20 giugno 2012

Ricordando Walter Emilio Antelmi

Se n’è andato, a 86 anni, un grande dell’immigrazione italiana in Svizzera, Walter Emilio Antelmi. E’ deceduto il 30 maggio scorso, ma l’ho saputo solo pochi giorni fa leggendo un suo ricordo sul giornale Rinascita. Pugliese, era venuto in Svizzera negli anni ’50. Lo conobbi negli anni ’70, quando era già un esponente riconosciuto e apprezzato dell’associazionismo nel Cantone di Berna e da allora lo incontrai saltuariamente più volte.

Non sto a dire della sua ininterrotta attività sindacale e sociale e nemmeno delle numerose cariche rivestite in svariati organismi istituzionali (associazioni, comitati, federazioni, circoli), soprattutto in seno alla collettività immigrata pugliese, ma non solo. Di lui mi colpiva soprattutto la serietà, l’onestà intellettuale e l’impegno che metteva in quel che faceva, a titolo volontario, con l’obiettivo di valorizzare l’associazionismo, stimolare l’integrazione, migliorare la situazione dei connazionali nella vita lavorativa, nella scuola, nella cultura.
Tutta l’attività che ha visto protagonista Walter Emilio Antelmi non era semplice attivismo e ancor meno esercizio di autoconservazione, ma era sempre finalizzata al raggiungimento di obiettivi concreti e raggiungibili.
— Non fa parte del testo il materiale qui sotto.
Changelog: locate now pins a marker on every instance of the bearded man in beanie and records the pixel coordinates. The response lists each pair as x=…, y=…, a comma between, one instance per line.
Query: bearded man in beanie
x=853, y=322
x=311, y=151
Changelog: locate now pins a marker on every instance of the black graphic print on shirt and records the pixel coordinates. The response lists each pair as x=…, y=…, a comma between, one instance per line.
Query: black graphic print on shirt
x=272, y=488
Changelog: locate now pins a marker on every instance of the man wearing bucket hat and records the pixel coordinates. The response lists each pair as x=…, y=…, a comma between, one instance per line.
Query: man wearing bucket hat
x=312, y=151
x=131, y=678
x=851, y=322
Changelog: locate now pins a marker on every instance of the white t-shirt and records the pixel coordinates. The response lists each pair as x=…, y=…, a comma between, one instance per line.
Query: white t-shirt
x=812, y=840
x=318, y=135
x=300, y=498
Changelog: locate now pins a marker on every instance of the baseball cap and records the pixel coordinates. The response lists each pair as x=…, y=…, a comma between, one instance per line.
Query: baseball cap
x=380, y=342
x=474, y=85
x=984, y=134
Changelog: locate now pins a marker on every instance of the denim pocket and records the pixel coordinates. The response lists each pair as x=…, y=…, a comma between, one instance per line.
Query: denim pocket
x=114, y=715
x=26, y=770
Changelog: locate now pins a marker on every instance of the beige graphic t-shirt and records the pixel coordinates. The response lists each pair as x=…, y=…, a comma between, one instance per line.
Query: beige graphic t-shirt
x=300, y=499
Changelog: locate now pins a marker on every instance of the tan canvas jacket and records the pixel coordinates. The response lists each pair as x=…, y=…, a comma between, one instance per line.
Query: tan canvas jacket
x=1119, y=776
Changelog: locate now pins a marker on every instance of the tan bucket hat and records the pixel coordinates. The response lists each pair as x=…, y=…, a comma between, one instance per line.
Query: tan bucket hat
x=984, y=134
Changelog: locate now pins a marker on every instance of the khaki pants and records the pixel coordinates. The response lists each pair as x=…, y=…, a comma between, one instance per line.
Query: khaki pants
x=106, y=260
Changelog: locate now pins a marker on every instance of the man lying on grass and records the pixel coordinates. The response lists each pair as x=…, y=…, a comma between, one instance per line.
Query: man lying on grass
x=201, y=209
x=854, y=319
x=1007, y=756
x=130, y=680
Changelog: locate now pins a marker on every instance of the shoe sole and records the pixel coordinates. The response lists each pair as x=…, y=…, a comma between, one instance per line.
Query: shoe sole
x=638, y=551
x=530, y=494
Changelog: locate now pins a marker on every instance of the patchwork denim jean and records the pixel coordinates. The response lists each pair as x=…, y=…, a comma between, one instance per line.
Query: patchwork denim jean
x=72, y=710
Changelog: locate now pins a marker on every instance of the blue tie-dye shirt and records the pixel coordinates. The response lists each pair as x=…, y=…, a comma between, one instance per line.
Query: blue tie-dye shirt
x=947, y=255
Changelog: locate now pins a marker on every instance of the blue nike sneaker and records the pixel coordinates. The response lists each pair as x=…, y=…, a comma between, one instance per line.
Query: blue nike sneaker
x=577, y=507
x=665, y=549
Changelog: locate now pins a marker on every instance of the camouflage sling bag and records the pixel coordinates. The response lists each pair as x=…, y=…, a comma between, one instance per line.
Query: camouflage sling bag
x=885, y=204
In ultima analisi riguardava sempre la salvaguardia e il miglioramento di diritti sociali, economici, culturali e politici dei lavoratori immigrati.

«tTante battaglie civili»
Qualche anno fa mi sintetizzò in queste parole l’impegno di gran parte della sua vita: «tante battaglie civili portate avanti, senza secondi fini, nella stupenda cornice dei nostri principi fondamentali, dei nostri ideali, la cui semplicità era: dimostrare che l’emigrazione italiana non era semplice forza lavoro ma anche di pensiero, umile e civile, nel rispetto delle leggi e delle regole di questo Paese, con la certezza del diritto, quale fonte di civile convivenza».
Nelle sue iniziative ebbe sempre un certo seguito non solo per i suoi ideali e le sue visioni, ambiziose ma realistiche, ma anche per la grande capacità di persuasione, derivante sia dalla sua grande capacità di analizzare i problemi da affrontare e sia da un abile modo di argomentare e convincere circa il metodo da adottare per risolverli. Nell’impossibilità d’indicare soluzioni praticabili, sapeva arrendersi, con squisita umiltà e autocritica, come quando, durante un incontro pubblico di qualche anno fa in cui si discuteva dell’assenza dei giovani, egli ammise che «probabilmente i giovani disertano le nostre associazioni perché non siamo stati capaci di trasmettere loro i valori in cui credevamo».

Rispetto e stima
Nei suoi confronti ho sempre provato rispetto e stima. Sapevo che gli stessi sentimenti erano ricambiati perché nelle poche occasioni in cui ci siamo ritrovati insieme per qualche progetto riguardante la cultura e la formazione professionale le nostre idee collimavano perfettamente. Sapevo anche che leggeva regolarmente i miei scritti e condivideva le mie analisi storiche sull’immigrazione italiana in Svizzera, ma per parecchi anni abbiamo avuto solo rare occasioni d’incontro o di scambio epistolare.
C’incontrammo, per l’ultima volta, un paio d’anni fa a Bienne. Fu un incontro toccante, per entrambi, come mi confermò qualche giorno più tardi in una lettera: «Nello scorgerti in sala quella sera, con l’emozione un po’ vagante, ti vedo alzarti e venirmi a salutare con un abbraccio molto caloroso; è stato un attimo, Giovanni, come un flash, mi sono passati davanti tanti ricordi e parecchi anni senza vederci, e quest’incontro ha rinvigorito non poco la mia memoria oltre l’emozione di rivederti, pensando anche ai rapporti di collaborazione all’interno della struttura CISAP, di cui eri un degno pilastro, per l’avvio professionale di tanti nostri giovani, sotto la guida di una straordinaria persona come Giorgio Cenni, la sua personalità, la sua saggezza a guidare, sapendo infondere fiducia e speranza nei giovani e meno giovani per il loro futuro professionale…».
Conservo un ricordo indelebile non solo di quell’incontro, ma anche della sua ricca personalità. Addio, caro Walter, e grazie per l’esempio che hai rappresentato in seno all’associazionismo italiano in Svizzera.